Kecemburuan sosial, Pembangunan yang terabaikan, eksploitasi sumber kekayaan secara besar-besaran yang hasilnya tidak dinikmati sendiri oleh wilayah tersebut, dan adanya pendatang yang menimbulkan persepsi bahwa penduduk asli adalah penduduk kelas ii menjadikan OPM mendapat dukungan dan simpati dari kelompok yang semula menolak adanya OPM (Sefriani, 2003).
Bagi OPM mereka melakukan perjuangan, nemun bagi pemerintah tindakan mereka dianggap sebagai gerakan separatis.

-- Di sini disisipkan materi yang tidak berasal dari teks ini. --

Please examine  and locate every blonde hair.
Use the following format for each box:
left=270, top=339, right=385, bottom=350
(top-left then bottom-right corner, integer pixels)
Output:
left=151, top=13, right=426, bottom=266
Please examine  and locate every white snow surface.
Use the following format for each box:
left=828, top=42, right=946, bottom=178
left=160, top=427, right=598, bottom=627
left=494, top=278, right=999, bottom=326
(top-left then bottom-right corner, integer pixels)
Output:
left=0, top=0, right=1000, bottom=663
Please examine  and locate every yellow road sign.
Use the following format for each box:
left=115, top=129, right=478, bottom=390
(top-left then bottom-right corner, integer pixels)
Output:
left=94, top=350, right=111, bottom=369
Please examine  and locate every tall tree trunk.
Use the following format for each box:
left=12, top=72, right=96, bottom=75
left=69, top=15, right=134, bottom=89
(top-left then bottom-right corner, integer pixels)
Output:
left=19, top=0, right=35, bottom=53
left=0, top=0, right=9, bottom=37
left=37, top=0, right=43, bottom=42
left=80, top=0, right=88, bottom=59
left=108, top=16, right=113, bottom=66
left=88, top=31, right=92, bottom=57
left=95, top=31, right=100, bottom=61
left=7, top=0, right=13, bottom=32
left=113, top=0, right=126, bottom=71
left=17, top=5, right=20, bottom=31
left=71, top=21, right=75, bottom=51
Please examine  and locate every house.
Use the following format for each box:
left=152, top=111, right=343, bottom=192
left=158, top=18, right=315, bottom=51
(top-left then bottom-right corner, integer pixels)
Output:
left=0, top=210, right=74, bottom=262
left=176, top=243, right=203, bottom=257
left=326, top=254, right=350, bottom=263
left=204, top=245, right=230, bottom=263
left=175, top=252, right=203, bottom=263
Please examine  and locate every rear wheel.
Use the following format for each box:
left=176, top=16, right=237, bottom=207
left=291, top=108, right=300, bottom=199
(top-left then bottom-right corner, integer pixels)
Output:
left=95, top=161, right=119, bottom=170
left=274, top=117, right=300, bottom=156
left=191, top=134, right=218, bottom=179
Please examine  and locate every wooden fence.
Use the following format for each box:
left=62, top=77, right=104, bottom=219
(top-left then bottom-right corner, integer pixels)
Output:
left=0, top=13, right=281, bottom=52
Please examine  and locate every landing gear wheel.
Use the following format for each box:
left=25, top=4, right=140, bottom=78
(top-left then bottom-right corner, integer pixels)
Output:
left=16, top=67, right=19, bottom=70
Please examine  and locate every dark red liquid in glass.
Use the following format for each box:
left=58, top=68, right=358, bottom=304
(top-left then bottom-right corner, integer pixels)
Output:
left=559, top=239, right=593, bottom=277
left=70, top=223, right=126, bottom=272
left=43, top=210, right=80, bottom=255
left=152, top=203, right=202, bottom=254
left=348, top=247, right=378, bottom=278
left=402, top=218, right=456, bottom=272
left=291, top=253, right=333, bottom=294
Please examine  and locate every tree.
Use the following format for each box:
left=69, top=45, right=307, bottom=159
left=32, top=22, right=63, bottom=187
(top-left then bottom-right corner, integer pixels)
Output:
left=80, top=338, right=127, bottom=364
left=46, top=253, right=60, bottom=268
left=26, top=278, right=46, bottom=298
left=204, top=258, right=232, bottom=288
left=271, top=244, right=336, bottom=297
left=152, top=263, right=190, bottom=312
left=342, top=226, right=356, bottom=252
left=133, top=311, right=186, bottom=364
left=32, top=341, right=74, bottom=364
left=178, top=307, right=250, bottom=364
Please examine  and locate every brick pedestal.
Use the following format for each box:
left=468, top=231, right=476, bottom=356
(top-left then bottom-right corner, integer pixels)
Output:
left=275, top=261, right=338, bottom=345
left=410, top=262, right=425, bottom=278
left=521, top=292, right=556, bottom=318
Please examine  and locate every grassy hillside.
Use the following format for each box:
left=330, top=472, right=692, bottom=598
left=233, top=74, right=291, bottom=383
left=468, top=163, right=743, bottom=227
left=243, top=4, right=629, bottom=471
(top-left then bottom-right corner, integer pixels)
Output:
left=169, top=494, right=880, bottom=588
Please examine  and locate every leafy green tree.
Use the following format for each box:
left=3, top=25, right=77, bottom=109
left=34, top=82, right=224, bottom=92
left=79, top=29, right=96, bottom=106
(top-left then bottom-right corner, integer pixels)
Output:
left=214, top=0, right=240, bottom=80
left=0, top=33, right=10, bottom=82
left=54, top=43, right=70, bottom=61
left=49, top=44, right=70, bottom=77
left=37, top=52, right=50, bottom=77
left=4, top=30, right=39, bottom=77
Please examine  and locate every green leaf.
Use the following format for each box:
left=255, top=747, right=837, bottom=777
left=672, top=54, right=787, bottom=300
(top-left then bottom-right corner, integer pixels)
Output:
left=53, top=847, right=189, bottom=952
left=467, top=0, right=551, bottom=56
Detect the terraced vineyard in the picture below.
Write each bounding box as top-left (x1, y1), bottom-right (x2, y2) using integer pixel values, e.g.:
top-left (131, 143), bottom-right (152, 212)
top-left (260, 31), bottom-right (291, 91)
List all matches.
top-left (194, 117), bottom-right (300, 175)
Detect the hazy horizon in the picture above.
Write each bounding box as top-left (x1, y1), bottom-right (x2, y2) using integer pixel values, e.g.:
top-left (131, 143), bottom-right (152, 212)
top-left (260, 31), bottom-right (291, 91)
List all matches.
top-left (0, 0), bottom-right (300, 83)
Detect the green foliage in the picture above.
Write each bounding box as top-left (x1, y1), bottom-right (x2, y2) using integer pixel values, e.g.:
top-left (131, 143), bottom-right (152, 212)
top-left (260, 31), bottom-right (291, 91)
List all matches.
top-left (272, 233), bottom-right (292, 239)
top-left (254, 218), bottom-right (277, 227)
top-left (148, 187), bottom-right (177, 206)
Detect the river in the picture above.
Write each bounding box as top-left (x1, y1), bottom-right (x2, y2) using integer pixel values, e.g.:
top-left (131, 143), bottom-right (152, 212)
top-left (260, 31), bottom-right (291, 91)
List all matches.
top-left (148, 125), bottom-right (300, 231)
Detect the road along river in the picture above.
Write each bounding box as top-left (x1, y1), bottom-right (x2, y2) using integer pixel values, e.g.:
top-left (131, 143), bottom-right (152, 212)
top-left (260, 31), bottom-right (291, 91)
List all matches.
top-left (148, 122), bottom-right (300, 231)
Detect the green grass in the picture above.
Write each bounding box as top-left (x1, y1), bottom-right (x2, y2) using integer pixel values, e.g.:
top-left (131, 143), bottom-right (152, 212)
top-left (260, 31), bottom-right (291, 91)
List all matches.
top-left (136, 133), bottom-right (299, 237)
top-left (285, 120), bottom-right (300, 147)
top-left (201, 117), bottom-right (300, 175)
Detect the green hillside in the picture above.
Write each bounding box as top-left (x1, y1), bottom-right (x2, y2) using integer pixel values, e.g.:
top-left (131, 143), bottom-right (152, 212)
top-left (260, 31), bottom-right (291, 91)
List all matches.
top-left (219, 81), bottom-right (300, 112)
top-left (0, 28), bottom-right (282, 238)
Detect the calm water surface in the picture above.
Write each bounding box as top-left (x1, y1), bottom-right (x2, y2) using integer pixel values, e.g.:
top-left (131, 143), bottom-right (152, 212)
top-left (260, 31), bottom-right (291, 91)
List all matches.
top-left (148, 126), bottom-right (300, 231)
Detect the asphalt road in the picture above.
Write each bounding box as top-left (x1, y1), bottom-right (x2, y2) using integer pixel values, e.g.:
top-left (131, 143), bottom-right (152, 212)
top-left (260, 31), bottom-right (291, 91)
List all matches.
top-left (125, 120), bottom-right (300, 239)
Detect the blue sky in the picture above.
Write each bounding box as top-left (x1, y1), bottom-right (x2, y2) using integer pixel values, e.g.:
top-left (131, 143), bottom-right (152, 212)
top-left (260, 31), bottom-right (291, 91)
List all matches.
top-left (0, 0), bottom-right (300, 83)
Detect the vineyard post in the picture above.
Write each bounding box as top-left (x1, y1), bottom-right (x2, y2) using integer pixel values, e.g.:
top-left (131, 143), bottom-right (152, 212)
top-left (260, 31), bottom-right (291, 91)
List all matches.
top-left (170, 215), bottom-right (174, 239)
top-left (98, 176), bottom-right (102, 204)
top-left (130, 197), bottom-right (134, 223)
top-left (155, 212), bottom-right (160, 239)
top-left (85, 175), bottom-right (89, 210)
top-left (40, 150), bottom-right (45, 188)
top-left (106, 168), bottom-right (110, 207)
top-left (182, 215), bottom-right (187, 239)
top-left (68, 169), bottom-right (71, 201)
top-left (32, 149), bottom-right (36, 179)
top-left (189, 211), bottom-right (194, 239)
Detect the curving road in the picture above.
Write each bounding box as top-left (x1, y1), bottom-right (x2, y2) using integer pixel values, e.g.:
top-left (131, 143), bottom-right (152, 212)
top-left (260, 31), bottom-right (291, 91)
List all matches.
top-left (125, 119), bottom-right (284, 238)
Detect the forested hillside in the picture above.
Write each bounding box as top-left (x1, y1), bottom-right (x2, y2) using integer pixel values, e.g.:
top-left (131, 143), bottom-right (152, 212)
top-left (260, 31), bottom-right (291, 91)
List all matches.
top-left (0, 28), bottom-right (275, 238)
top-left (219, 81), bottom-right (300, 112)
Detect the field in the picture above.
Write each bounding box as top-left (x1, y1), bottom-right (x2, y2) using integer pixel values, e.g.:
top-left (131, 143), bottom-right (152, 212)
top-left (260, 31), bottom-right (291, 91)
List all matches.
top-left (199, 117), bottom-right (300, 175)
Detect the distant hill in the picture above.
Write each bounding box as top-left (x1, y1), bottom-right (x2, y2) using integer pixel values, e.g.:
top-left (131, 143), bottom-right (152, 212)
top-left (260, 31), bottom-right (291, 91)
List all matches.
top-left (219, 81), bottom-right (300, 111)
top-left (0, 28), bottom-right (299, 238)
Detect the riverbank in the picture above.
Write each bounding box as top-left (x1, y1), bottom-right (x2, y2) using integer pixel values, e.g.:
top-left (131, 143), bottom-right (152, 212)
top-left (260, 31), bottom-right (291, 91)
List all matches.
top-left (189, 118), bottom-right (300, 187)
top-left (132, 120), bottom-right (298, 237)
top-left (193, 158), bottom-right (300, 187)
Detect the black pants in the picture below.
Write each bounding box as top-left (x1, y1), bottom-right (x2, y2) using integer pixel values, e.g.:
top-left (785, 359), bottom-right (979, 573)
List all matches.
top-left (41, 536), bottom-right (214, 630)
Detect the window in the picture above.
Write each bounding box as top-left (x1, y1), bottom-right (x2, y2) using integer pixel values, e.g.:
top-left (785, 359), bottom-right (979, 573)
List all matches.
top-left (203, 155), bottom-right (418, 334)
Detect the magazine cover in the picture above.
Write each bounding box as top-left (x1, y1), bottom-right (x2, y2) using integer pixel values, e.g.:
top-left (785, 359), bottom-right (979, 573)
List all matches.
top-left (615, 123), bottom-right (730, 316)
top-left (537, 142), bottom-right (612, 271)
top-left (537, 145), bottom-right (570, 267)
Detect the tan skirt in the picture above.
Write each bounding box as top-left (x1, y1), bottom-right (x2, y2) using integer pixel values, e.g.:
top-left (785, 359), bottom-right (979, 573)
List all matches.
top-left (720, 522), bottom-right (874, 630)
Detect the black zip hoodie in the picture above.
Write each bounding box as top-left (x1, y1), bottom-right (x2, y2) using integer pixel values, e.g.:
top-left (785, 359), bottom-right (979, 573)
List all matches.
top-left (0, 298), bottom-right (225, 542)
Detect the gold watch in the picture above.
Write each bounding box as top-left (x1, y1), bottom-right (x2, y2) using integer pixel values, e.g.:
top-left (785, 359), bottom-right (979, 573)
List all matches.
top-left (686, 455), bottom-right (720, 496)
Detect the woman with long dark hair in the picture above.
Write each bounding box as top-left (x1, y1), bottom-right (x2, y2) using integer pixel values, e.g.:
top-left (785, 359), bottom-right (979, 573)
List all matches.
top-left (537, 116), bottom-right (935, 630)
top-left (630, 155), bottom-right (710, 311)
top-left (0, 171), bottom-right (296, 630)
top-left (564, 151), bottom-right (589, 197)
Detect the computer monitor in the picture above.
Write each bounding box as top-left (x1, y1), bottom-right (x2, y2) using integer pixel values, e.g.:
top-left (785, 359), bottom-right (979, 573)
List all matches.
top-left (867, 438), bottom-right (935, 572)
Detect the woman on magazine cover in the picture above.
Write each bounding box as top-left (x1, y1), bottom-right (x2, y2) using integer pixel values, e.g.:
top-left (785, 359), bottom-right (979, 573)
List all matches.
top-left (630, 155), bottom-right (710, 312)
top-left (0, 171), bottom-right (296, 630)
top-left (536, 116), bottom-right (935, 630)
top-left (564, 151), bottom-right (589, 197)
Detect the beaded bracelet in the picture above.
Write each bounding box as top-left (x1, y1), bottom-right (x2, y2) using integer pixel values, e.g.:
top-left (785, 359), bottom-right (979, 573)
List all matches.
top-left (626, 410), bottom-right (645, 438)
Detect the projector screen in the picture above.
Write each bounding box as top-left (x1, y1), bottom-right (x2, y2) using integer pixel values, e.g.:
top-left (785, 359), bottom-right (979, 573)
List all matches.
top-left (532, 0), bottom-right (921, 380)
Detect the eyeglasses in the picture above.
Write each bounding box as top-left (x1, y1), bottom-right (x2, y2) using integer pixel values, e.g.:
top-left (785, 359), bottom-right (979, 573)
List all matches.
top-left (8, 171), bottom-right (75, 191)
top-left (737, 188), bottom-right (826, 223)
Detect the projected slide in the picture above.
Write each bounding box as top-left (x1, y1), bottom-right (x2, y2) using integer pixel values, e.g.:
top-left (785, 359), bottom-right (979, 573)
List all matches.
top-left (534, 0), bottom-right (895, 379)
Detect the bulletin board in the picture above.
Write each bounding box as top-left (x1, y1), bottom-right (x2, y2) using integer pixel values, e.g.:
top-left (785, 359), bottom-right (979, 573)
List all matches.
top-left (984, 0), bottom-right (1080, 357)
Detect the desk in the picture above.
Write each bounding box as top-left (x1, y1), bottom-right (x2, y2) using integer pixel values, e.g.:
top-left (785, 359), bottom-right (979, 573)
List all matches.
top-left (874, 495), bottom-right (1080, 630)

Demikianlah pembahasan mengenai gerakan OPM yang saya dapatkan melalui telaah literatur. Saya harap tulisan dan informasi ini dapat bermanfaat.
Daftar Pustaka
Djafar, Z. (2016). Kemerdekaan Papua dan Relevansi Reaksi Tiga Negara. Jurnal Penelitian Politik, 9(1), 18.
Edon, S. F. L., & Hidayat, N. A. (2021). Kewajiban Pemerintah Indonesia Terhadap Pelanggaran Ham Yang Dilakukan Oleh Kelompok Kriminal Bersenjata (Kkb) Di Papua. Jurnal Pendidikan Kewarganegaraan Undiksha, 9(3), 854–869.
Effendi, T., & Panjaitan, A. C. D. (2021). Konsekuensi Penetapan Status Kelompok Kriminal Bersenjata (KKB) Papua sebagai Teroris Menurut Hukum Pidana.
Kemenkopolhukam, O. H. K. P. (2021, April 29). Menko Polhukam: Organisasi dan Orang-Orang di Papua yang Lakukan Kekerasan Masif Dikategorikan Teroris. https://polkam.go.id/menko-polhukam-organisasi-orang-orang-papua-lakukan-kekerasan-masif/
Mukhtadi, M. (2021). Strategi Pemerintah Dalam Penanganan Gerakan Separatis Papua Dan Implikasinya Terhadap Diplomasi Pertahanan Indonesia (Government Strategies In Managing Papua Separatist Movement And Its Implications On Defense Diplomacy). Jurnal Diplomasi Pertahanan, 7(2).
Sefriani, S. (2003). Separatisme dalam Perspektif Hukum Internasional: Studi Kasus Organisasi Papua Merdeka. Jurnal Fakultas Hukum UII, 26(47).